Paul Hanson, who’s co-ordinating the project, told me that experiments like SPRUCE are needed to provide information about what will happen in predicted climate change scenarios that cannot otherwise be gathered today. “Many of the sustained warming conditions and associated changes in atmospheric composition have no analogue in the current world climate,” he told me, “especially for high latitude ecosystems where warming projections are highest.”
Hanson notes that only a small fraction of climate research is currently focussed on assessing the impact of global warming on biological systems in detail, like SPRUCE is. He feels that scientific discussion is moving on from establishing that climate change is real to predicting its likely outcomes, making this kind of information especially important. “Given this transition, it seems prudent to invest in experiments that address biological response and ecosystem feedback to the climate,” he said.
SPRUCE is set to begin its first preparatory observations next year.
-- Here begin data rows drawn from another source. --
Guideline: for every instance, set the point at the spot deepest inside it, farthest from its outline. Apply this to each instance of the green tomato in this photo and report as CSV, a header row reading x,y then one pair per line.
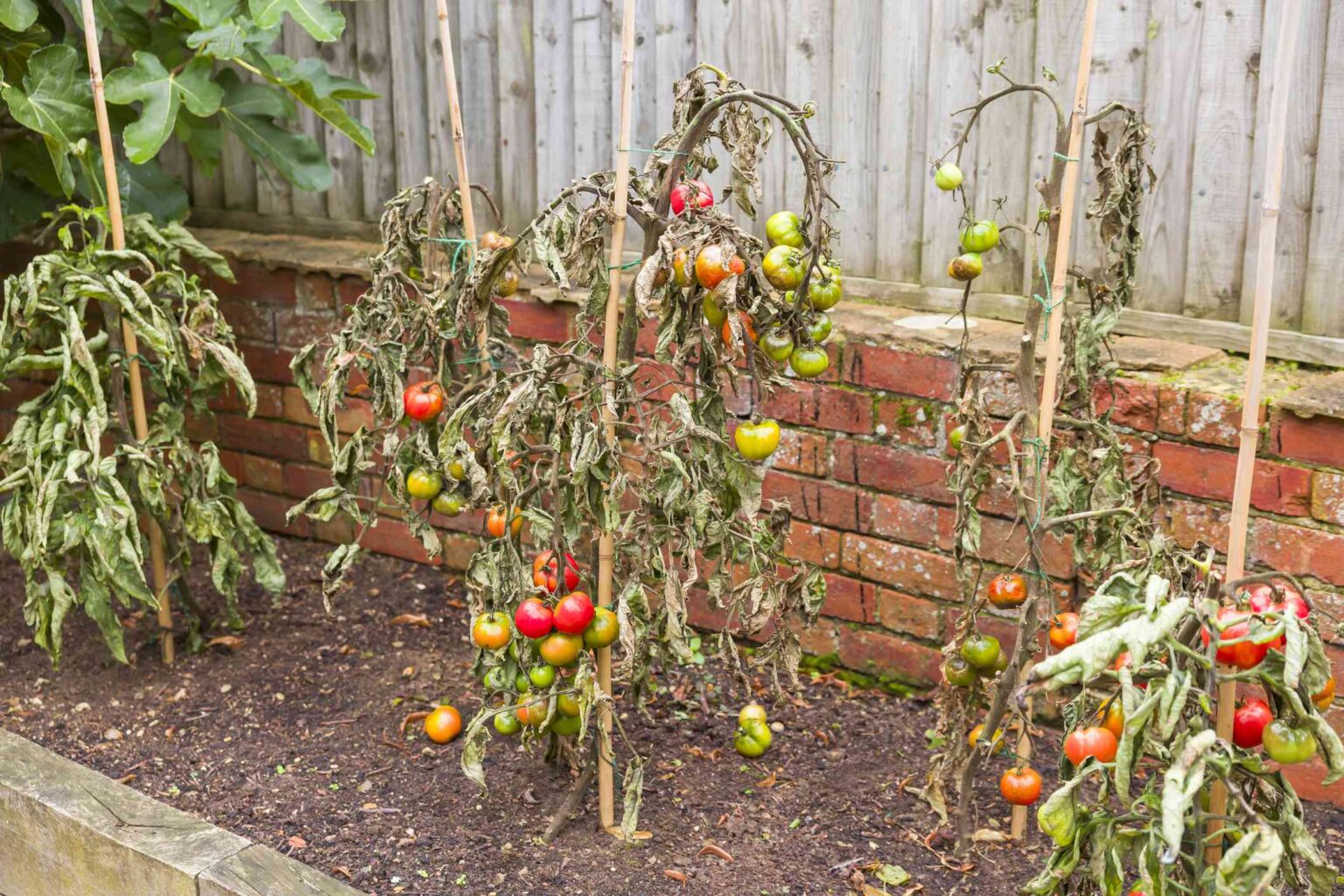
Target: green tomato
x,y
507,723
757,441
958,672
782,266
1286,745
752,739
980,236
809,361
948,176
824,293
424,484
542,676
784,228
982,652
449,502
819,328
712,312
777,344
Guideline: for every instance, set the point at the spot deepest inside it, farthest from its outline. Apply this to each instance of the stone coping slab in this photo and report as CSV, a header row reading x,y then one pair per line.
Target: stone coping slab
x,y
67,830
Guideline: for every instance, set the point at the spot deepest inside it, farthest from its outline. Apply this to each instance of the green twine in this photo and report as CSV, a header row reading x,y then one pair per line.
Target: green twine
x,y
456,251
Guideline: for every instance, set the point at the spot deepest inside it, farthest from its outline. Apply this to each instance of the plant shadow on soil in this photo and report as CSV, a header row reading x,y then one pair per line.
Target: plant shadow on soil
x,y
292,740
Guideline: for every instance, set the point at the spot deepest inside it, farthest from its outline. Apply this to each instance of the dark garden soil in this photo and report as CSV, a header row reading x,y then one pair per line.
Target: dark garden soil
x,y
292,739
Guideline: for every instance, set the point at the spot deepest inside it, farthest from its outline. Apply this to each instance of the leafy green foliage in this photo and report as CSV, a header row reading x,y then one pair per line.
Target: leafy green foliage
x,y
75,484
1151,828
524,429
190,70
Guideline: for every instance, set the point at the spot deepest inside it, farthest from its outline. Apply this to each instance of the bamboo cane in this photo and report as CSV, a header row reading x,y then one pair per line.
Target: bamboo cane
x,y
128,336
1256,371
606,544
1055,315
464,182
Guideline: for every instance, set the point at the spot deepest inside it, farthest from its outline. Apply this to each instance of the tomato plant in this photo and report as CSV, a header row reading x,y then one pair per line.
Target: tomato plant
x,y
522,434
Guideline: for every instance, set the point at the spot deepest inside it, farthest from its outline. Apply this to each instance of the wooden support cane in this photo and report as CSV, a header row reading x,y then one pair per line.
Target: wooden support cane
x,y
606,544
1256,375
464,182
128,336
1055,311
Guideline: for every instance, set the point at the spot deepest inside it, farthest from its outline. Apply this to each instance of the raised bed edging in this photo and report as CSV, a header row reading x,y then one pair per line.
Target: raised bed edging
x,y
66,830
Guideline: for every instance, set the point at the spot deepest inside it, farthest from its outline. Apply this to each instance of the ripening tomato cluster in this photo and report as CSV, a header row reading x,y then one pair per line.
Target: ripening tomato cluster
x,y
534,655
977,236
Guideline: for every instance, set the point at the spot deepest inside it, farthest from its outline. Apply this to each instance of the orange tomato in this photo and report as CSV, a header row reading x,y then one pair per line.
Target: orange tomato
x,y
444,724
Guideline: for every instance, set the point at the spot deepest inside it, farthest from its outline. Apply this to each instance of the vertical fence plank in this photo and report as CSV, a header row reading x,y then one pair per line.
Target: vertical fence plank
x,y
1323,312
592,87
854,112
346,198
553,66
1003,183
1225,121
409,22
374,62
808,78
479,89
953,83
518,152
1171,94
902,145
1294,214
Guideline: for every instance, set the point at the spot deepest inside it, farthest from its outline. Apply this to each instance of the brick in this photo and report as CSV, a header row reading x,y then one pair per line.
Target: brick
x,y
820,501
827,407
912,522
850,599
802,452
1210,473
910,421
900,371
1314,439
1190,522
900,566
892,469
885,653
912,615
1130,403
1298,550
1214,419
814,544
257,284
269,511
538,321
1171,411
272,438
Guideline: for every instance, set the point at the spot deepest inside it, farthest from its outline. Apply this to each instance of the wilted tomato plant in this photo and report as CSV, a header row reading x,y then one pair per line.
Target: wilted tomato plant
x,y
521,433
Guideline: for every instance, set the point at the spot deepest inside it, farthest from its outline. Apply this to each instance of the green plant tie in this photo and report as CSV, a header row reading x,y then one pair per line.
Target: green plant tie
x,y
458,251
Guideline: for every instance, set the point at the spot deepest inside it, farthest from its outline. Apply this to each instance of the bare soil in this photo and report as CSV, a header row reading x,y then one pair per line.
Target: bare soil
x,y
292,738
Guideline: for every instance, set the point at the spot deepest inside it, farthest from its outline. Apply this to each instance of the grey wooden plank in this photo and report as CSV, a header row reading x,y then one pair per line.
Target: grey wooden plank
x,y
378,175
408,23
1171,93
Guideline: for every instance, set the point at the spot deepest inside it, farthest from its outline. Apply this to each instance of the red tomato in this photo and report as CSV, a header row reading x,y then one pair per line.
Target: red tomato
x,y
1249,723
534,620
574,612
1090,742
695,193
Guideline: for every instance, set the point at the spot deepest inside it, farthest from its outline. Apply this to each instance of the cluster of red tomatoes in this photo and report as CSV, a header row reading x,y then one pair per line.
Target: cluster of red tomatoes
x,y
784,268
542,647
976,236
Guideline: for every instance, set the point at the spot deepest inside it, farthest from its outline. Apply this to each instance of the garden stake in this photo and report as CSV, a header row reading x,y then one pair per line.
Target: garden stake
x,y
128,336
1055,316
606,544
1288,29
464,182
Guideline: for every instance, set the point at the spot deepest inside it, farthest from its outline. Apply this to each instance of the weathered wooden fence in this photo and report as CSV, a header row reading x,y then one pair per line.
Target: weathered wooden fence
x,y
887,74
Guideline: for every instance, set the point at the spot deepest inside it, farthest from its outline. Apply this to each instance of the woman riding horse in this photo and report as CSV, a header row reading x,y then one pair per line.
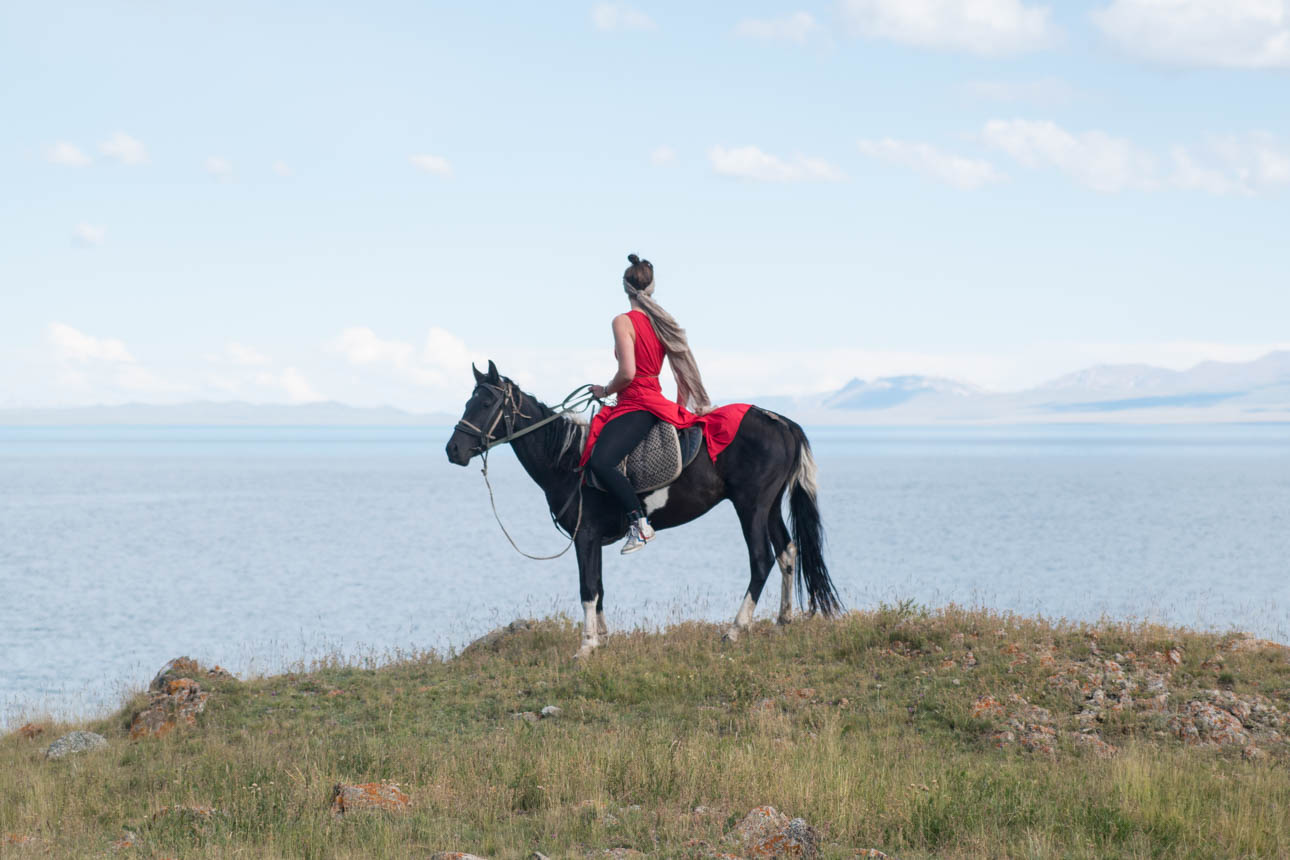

Due to the time it will take to build the enclosures and get the necessary approvals, the warming and CO2 treatments are unlikely to start until 2013, and will then go on for ten years. While much will have changed in that time, Hanson pointed out that such experiments must be well planned, and continue for a long period, to ensure their usefulness. “New studies must be thoughtfully planned and initiated to cover a range of plausible climate futures specifically because we won’t have time to continue to start new ones indefinitely.”
ORNL has already completed a large-scale field study on the effects of changed rainfall, increased CO2 emissions and higher temperatures in eastern Tennessee, Hanson explained. It found that established trees will survive reduced rainfall, and even benefit to some extent from raised temperatures and levels of CO2, which they use to create their food during daylight hours. However saplings will struggle with lower rainfall, as will non-forest plants. “The combination of warming with drying is detrimental to grassland species,” Hanson said.
To wrap up, I asked Hanson the question that is the main purpose of Simple Climate. If you were asked to simply explain the global warming situation to someone who had no previous exposure at all, how would you do it?
“What I tell my non-science friends and relatives is that the scientific evidence accumulated today, when interpreted through mechanistic models of how the Earth’s atmosphere, land and oceans function, suggest that greenhouse gases are accumulating in the atmosphere to unprecedented levels,” he said. “Our best explanation for this increase points to man’s abundant use of fossil fuels along with land use modifications. Then I point them to the same material that I read and encourage them to consider the information for themselves.”
That information, Hanson says, includes summaries of the International Panel on Climate Change Working Group I, which covers the physical science behind global warming.